Plus, these folks are simply science fans, motivated by affection for the satellite’s history, and they think it deserves a better fate than to become space junk.

“It was the first to do many things,” says Malphrus, pointing to the fact that not only did it orbit the sun, but it tracked multiple comets, in addition to Halley’s. Being a comet-tracker wasn’t part of its original mission, and the sheer amount of mathematical figuring that went into this effort was staggering.

Then Kruth hit upon what are perhaps the most salient reasons: the emotional ones.

“This spacecraft is a reflection of the greatness that America was in the heyday of NASA and in the legacy of our science effort,” he says. Think about it: A decades old satellite is still going, well past its projected expiration date, in the harshest possible environment. “That’s really something. It’s a hallmark of the type of engineering and work we had done. And it serves as something we should aspire to.”

Two-way communications with ICE were established in late May, and now MSU is primed to take the next step.

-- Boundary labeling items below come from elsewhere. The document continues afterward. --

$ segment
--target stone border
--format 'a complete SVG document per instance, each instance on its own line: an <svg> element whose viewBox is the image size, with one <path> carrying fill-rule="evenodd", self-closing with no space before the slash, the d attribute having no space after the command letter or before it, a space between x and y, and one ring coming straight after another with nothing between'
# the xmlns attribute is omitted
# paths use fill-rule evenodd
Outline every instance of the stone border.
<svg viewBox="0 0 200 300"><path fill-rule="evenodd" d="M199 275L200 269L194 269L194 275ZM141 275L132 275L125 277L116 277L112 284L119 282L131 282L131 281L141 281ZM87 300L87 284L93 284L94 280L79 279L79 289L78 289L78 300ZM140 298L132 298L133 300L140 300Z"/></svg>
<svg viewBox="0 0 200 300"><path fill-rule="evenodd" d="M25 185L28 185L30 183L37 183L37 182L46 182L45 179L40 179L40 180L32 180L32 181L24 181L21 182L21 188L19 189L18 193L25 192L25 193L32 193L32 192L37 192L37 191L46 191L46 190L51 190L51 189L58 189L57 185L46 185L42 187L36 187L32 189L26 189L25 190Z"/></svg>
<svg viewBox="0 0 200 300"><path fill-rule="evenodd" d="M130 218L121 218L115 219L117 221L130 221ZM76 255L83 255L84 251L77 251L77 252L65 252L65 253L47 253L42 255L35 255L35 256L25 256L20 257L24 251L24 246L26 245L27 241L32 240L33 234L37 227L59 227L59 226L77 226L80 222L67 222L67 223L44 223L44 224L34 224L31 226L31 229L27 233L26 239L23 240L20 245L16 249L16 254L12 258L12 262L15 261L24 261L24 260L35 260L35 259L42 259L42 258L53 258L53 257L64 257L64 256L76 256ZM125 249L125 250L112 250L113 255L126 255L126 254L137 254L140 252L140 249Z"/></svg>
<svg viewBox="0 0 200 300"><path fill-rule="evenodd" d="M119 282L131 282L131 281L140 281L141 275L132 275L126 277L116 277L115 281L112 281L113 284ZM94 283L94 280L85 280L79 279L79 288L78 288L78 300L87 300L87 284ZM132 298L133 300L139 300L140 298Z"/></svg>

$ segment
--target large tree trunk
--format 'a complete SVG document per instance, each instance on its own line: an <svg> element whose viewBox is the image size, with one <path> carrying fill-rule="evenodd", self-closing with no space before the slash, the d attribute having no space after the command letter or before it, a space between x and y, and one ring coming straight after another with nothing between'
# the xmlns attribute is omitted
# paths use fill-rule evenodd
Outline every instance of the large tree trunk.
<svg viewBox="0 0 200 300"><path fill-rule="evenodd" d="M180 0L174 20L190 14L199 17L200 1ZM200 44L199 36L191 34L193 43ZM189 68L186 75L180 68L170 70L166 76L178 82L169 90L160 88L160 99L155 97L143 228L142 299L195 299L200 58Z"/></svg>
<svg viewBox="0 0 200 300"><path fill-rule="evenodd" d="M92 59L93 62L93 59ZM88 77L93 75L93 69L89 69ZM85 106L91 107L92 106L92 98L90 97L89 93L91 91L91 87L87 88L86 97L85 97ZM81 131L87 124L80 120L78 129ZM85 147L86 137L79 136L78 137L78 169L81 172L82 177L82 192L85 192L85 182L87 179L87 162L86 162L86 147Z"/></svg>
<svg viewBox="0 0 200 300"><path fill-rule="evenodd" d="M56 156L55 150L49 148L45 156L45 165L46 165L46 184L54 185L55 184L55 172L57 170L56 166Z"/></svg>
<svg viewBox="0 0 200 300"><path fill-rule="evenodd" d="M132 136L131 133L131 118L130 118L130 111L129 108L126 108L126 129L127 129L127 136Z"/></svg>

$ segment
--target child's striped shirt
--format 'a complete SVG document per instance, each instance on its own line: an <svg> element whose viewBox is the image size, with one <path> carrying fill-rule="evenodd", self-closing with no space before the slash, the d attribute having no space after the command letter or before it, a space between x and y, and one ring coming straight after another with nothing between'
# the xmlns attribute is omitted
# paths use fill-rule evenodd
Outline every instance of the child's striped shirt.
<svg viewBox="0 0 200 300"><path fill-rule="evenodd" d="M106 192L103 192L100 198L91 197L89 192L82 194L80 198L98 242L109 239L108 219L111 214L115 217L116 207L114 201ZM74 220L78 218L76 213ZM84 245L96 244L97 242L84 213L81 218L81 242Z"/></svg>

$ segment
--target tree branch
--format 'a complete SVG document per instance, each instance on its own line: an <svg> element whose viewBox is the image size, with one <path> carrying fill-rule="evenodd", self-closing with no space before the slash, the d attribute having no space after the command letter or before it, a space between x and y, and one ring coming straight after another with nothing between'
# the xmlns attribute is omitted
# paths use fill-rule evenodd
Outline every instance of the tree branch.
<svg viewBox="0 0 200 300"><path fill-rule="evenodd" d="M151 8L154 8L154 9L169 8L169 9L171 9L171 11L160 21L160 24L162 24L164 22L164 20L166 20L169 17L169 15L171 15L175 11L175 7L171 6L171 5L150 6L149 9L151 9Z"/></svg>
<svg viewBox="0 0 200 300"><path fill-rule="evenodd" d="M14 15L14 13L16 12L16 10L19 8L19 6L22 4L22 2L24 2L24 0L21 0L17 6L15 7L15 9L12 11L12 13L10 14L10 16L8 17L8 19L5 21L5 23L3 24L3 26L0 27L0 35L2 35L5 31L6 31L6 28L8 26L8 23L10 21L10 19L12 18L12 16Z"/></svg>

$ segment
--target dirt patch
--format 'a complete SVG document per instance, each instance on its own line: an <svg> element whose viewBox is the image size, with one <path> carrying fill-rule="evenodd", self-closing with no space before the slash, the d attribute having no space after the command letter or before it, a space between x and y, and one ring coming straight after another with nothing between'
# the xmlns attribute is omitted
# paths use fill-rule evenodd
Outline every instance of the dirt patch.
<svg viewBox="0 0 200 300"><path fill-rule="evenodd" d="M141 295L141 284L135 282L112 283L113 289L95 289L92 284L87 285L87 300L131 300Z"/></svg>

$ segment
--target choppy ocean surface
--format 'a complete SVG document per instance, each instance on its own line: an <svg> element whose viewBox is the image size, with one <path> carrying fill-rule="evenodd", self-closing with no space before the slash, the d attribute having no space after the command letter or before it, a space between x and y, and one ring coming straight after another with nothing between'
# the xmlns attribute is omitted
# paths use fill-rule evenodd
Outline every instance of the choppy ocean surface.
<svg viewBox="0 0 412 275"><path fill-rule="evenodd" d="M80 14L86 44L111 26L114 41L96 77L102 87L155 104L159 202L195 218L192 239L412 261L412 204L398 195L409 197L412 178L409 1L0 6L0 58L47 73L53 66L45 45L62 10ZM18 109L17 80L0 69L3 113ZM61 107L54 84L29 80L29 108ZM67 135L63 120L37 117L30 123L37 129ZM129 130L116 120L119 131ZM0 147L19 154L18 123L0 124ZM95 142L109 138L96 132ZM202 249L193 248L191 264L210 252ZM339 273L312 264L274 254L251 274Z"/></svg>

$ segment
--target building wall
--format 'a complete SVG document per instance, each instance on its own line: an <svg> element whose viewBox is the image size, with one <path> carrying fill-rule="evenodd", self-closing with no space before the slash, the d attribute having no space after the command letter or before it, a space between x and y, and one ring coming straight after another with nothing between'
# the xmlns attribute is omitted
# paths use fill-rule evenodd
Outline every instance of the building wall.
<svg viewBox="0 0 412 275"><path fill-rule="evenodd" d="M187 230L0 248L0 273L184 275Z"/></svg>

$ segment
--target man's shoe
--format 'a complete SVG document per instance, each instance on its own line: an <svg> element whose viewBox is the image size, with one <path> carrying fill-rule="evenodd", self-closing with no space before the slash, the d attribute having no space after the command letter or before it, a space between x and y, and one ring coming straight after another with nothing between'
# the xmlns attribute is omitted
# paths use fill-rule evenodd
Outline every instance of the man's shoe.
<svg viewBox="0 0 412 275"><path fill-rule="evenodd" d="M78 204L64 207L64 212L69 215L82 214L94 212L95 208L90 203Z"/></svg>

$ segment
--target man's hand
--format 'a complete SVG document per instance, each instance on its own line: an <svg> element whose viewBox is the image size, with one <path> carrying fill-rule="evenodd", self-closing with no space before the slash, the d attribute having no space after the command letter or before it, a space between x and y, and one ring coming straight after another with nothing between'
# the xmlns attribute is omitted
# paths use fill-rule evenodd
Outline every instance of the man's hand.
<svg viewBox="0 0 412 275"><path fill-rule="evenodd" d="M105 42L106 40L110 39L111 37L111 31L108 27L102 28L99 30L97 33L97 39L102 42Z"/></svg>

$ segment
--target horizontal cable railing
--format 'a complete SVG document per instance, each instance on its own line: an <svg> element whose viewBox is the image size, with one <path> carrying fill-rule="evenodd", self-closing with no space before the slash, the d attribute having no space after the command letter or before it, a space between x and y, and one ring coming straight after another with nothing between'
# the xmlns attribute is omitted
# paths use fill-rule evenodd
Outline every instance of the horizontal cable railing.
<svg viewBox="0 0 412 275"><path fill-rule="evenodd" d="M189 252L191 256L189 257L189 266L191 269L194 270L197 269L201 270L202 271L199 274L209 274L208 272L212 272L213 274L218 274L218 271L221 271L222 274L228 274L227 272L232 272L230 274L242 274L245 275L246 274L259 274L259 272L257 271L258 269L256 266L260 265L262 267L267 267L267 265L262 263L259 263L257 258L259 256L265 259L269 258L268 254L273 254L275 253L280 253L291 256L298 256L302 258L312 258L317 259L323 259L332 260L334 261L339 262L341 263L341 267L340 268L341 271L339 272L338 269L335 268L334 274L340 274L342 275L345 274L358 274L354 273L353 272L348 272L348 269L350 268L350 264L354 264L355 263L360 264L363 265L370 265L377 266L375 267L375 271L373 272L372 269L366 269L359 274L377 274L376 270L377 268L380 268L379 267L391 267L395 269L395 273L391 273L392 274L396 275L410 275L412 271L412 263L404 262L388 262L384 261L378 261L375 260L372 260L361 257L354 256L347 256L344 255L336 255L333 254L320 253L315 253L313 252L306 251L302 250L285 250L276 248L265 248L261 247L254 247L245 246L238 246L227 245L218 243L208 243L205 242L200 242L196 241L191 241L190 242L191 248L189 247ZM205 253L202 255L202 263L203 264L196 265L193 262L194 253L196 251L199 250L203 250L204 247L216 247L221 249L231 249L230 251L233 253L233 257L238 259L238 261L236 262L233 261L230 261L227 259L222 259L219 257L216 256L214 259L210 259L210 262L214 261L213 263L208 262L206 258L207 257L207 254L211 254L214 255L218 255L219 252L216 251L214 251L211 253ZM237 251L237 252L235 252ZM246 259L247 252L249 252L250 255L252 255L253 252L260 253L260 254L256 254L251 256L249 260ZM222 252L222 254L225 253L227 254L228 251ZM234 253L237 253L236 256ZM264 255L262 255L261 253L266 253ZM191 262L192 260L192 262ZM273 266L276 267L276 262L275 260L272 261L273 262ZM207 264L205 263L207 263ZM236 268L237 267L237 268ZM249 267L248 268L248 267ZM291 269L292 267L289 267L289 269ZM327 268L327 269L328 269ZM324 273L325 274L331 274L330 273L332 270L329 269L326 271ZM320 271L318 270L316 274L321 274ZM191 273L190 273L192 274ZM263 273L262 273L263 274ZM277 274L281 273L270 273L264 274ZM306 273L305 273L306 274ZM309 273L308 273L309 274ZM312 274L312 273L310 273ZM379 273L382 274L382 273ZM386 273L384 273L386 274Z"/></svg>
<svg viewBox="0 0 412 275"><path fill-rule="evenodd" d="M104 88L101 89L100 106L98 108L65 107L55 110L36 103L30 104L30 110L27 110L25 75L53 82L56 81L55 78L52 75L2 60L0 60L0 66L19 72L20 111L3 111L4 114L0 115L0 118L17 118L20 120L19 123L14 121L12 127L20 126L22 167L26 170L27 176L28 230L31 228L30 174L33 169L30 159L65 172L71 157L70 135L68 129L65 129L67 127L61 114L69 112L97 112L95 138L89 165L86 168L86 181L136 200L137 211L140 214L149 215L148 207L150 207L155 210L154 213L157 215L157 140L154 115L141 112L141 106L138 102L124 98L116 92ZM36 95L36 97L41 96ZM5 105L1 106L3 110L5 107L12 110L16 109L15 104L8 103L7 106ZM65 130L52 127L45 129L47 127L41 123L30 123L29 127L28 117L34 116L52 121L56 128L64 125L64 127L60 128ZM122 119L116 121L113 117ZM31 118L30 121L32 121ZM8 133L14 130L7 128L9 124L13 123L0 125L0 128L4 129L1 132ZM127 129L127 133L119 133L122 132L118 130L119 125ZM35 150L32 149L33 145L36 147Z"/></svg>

I was taken to mission command, which thrilled the “Star Trek” loving-nerd inside me. I was also secretly glad to see, amidst the banks of sophisticated computers and large-panel monitors, that their free AVG anti-spyware software needed an update, as does mine.

MSU Mission Control

MSU Mission Control

Mission control featured a few long computer-laden desks, racks of machines, and a large circular bank of windows that looked upon a hillside. At the top of the hill, MSU’s 21-meter satellite dish loomed. It’s one of the 100 largest in the world, Malphrus says, and can be commanded and rotated from inside mission control.

To even get to attempt taking command of ICE took a small miracle. A rogue NASA contractor named Dennis Wingo got the ball rolling a year ago when he essentially willed this project to life. He wanted to see if the probe could work again, despite NASA’s indifference; NASA told him to do his best.

Wingo created a crowd-funding campaign on, fittingly,, with a goal of $125,000. The campaign ended up raising $159,600 from 2,238 individual donors and space nuts, including one person who gave $5,000. (Their present: a private tour of the MSU 21-meter dish, which I saw for free, ha-ha.)

Now NASA grew more excited, though it still had no money to give. What it did give, though, was something called a “Space Act Agreement,” meaning it blessed the project and would give technical and engineering help.

It turns out this project could use all the help it could get. You might think something as important and sophisticated as a satellite would have computer files backed up, but you’d be wrong. All the files, I was told, were on paper, and most of those were thrown out long ago.

But there is some serendipity at work, too. Robert Farquhar, the scientist who originally made the solar-satellite into a comet chaser, is still alive, and creating new work and calculations for the unit.

Today the MSU team is a month away from beginning its attempt to command ICE. They’re configuring equipment, and checking calculations. Their job is to transmit the commands, some of which will be made by collaborators far away.

If MSU’s efforts to re-establish full command don’t work they’ll get another shot, in 2029, maybe. All concerned understand that all this may amount to nothing, which doesn’t diminish their passion for this project one particle. “If you want a guarantee,” says Kruth, “get a toaster.”